Vergessen Sie’s! – Neutralität in QM und QS25 | 03 | 20
1994 trat ich als Quality Engineer bei einem Automobilzulieferer ins Fachgebiet ein. Damals herrschte unter allen Fachkollegen Konsens darüber: das Qualitätsmanagement müsse neutral sein. Auch heute ist das ein Leitmotiv vieler im Qualitätsmanagement. Vergessen Sie’s. Wie soll das gehen?
Die Entwicklung ist Partei, die Fertigung ist Gegenpartei, der Vertrieb Gegengegenpartei u.s.w. Jede Abteilung vertritt eigene Interessen und versucht, sie mit möglichst viel Macht gegen die der anderen durchzusetzen. Nur die Abteilung Qualitätsmanagement, die ist neutral. Das klingt nicht nach realer Welt. Natürlich sind Qualitätsmanager aus dem Blickwinkel anderer Funktionen im Unternehmen nicht neutral. Es ist doch offensichtlich, dass sie eigene Interessen vertreten. Nun könnte man immerhin ins Feld führen, diese seien höhere oder bessere Interessen, als die der anderen Streithähne. Oder gar gemeinsame Interessen im Unterschied zu den Partikularinteressen der anderen. Schließlich geht es den Q-Abteilungen doch um Qualität; und Qualität ist wichtig fürs Unternehmen, für seinen wirtschaftlichen Erfolg. Qualität zu erzeugen ist ja sogar ein ethisches Gebot. Doch Umsatz und Termineinhaltung und je nach Strategie Innovationsraten, Change Performance, anders gesagt: Überleben und Prosperieren, sind halt auch Gebote ans Unternehmen.
Lösen wir uns von der idealisierenden Vorstellung, wir seien neutral, schwächt uns das nicht, auch nicht unser Herzblutthema Qualität. Es stärkt uns sogar, uns, die Qualität und das Unternehmen. Wie das? Es lässt uns gemeinsam im Unternehmen leichter erkennen und endlich adressieren, dass wir Zielkonflikte in der Organisation haben. Zielkonflikte zwischen Qualitätszielen, Finanzzielen, Terminzielen und vielen Zielarten mehr. Das ist ziemlich normal, weil unsere verschiedenen Stakeholder bereits derart unterschiedliche Anforderungen an uns haben, dass daraus zwingend Zielkonflikte entstehen.

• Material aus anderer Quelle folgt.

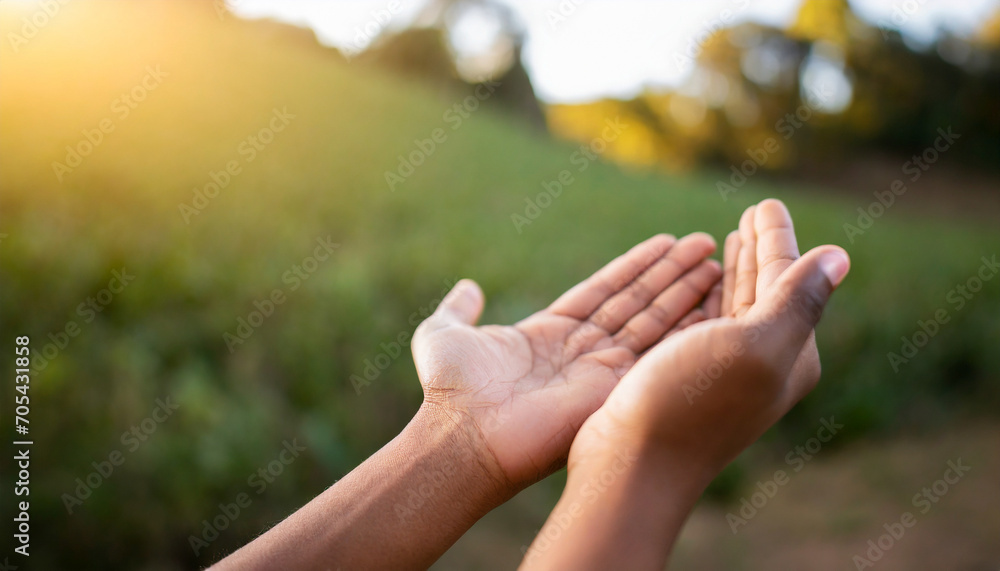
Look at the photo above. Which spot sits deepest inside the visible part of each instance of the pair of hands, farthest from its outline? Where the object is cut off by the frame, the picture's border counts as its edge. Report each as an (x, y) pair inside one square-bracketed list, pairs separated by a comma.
[(653, 373), (660, 351)]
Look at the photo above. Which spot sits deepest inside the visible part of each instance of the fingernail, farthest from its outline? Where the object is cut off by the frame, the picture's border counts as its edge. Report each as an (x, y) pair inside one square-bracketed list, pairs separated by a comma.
[(835, 265)]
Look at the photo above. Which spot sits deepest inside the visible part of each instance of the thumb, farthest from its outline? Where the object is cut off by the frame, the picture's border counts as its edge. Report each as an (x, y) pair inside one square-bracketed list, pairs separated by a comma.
[(799, 295), (462, 305)]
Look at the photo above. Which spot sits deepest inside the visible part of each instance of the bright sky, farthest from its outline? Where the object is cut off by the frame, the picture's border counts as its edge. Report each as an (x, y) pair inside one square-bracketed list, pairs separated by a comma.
[(579, 50)]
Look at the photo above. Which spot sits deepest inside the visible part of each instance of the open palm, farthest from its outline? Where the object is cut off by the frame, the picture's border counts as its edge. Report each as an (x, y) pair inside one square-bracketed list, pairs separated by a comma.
[(527, 388), (710, 391)]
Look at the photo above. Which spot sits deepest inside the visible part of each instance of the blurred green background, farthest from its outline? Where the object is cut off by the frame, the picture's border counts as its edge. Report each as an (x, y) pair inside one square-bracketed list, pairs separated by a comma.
[(214, 81)]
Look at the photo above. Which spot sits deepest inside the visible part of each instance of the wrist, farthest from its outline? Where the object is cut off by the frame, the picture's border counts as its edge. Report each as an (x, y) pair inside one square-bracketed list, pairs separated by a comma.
[(465, 469)]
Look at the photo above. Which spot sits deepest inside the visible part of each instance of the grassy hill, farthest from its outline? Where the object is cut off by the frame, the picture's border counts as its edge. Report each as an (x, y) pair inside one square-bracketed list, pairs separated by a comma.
[(212, 84)]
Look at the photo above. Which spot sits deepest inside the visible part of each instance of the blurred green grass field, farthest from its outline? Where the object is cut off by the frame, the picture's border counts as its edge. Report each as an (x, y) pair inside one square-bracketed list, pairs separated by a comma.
[(324, 176)]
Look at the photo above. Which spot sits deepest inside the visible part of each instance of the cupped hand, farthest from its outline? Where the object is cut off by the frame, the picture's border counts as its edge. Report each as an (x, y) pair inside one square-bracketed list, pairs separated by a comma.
[(523, 390), (705, 394)]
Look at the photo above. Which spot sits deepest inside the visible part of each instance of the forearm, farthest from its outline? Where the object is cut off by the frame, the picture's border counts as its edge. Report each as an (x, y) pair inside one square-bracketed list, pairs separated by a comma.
[(623, 510), (400, 509)]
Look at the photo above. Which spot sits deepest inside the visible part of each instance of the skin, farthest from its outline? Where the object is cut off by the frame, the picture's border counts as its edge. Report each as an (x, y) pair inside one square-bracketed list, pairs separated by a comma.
[(501, 407), (639, 464)]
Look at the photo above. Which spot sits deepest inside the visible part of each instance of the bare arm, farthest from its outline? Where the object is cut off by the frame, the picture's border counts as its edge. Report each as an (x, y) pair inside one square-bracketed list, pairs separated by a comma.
[(400, 509), (501, 407)]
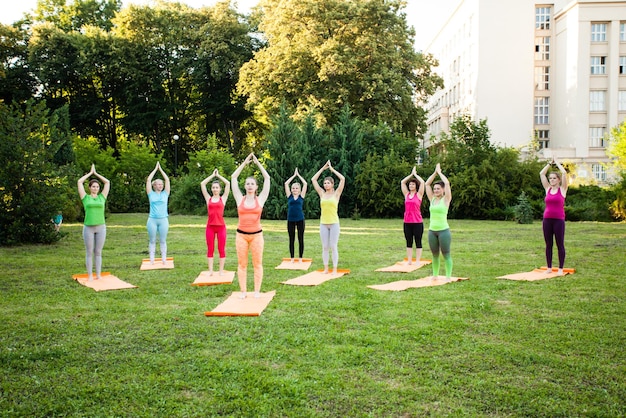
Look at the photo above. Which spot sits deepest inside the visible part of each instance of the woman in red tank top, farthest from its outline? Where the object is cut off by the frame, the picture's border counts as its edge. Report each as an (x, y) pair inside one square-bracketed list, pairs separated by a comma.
[(215, 227)]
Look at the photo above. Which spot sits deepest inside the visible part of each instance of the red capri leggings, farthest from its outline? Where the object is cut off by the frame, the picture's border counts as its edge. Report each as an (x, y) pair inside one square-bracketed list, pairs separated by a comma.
[(220, 232)]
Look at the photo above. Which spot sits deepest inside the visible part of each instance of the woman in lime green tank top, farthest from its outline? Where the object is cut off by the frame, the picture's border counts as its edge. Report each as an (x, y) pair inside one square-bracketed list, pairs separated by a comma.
[(439, 237), (94, 229), (329, 219)]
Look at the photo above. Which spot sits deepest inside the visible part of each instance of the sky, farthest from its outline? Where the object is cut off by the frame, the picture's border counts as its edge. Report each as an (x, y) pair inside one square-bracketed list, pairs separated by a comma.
[(426, 16)]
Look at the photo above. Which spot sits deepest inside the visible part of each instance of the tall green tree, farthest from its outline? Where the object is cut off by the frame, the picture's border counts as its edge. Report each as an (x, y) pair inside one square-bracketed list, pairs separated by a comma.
[(225, 45), (31, 189), (346, 155), (158, 47), (16, 80), (324, 54), (72, 16)]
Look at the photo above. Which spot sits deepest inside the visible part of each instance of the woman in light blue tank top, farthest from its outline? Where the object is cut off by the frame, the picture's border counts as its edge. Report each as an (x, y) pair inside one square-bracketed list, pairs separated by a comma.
[(158, 192), (439, 237)]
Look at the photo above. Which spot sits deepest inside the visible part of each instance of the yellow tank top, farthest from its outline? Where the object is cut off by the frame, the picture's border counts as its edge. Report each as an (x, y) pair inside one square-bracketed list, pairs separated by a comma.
[(329, 210)]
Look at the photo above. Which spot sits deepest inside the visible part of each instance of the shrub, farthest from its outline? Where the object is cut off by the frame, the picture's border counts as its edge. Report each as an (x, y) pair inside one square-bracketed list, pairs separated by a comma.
[(523, 210)]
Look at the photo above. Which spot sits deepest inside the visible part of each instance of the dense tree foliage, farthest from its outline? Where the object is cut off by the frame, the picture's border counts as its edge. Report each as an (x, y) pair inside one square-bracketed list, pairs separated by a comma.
[(325, 54), (617, 151), (31, 185)]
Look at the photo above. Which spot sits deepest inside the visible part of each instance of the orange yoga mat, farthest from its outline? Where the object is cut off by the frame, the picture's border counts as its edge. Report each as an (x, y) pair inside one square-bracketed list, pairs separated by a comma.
[(250, 306), (316, 277), (405, 267), (158, 264), (205, 280), (423, 282), (286, 264), (107, 281), (536, 274)]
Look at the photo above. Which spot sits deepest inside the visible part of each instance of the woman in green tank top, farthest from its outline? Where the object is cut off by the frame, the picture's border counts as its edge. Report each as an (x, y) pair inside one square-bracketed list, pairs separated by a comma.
[(439, 238), (94, 229)]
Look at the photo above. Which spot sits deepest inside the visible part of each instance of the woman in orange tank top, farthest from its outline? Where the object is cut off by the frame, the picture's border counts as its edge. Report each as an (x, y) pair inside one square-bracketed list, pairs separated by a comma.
[(249, 237)]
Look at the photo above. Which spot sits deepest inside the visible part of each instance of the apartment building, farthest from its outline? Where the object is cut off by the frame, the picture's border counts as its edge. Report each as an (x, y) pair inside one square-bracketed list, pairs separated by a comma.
[(548, 72)]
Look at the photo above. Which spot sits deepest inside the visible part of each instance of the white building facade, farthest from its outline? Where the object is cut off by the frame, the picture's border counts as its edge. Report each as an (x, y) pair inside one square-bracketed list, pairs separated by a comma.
[(550, 72)]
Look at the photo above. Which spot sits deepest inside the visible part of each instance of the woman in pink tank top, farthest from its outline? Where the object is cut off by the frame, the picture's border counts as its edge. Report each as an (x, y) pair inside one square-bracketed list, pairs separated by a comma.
[(555, 185), (215, 227), (412, 187)]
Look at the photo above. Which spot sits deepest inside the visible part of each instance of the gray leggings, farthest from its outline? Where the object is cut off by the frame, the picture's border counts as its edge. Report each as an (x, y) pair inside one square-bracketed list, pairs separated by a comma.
[(329, 233), (94, 237)]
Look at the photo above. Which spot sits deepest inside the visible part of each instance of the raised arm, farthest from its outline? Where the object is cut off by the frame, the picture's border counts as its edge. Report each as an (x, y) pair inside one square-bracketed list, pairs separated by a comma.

Geben wir den Neutralitätsanspruch auf, ermöglicht uns das die dringend notwendige Rückdelegation des Themas Qualität an alle dafür Verantwortlichen. Eine Qualitätsabteilung kann nicht gegen die Interessen der anderen die Qualität in der Organisation sicherstellen. „Die anderen“ können aber so lange ihren Teil der Verantwortung ignorieren, solange wir zu viele QM- und QS Aufgaben selbst erledigen. Und der Neutralitätsanspruch der QS geht allzu oft einher mit einem Alleinvertretungsanspruch für alles, was mit Qualität zu tun hat. In letzter Konsequenz öffnet die Aufgabe des Neutralitätsanspruchs sogar den Weg dafür, dass wir die Qualitätssicherung in die Wertschöpfungsprozesse integrieren. So könnten wir QS-Personal aus einer eigenen Abteilung z.B. der Entwicklungs- oder Fertigungsabteilung bzw. entsprechenden Bereichen bei Dienstleistern zuordnen. Ein Schreckensszenario? 1994 vielleicht, in den heutigen Unternehmen längst nicht mehr. Es geht nicht um Kästchen im Organigramm, es geht darum, ob und wie am besten Qualität entsteht. Meistens klappt das besser, wenn die für den Produktentstehungsprozess verantwortlichen Führungskräfte höchst selbst die Verantwortung für Qualitätssicherung haben. Die Zielkonflikte haben sie dann zwar weiterhin. Faule Kompromisse zu Lasten der Qualität fliegen ihnen dann aber auch selbst um die Ohren. Das erdet.
Und keine Sorge um den Bedarf an Ressource und Kompetenz für Qualitätssicherung. Beides braucht’s ja weiterhin, das Unternehmen braucht Sie mit dem, was Sie wissen und können.
Vielleicht führt uns das Vergessen der Neutralität ja aus lästigen Konflikten heraus, an die wir uns zwar gewöhnt haben, die uns allerdings auch erheblich belasten. Was meinen Sie? Ich bin gespannt auf Ihre Kommentare.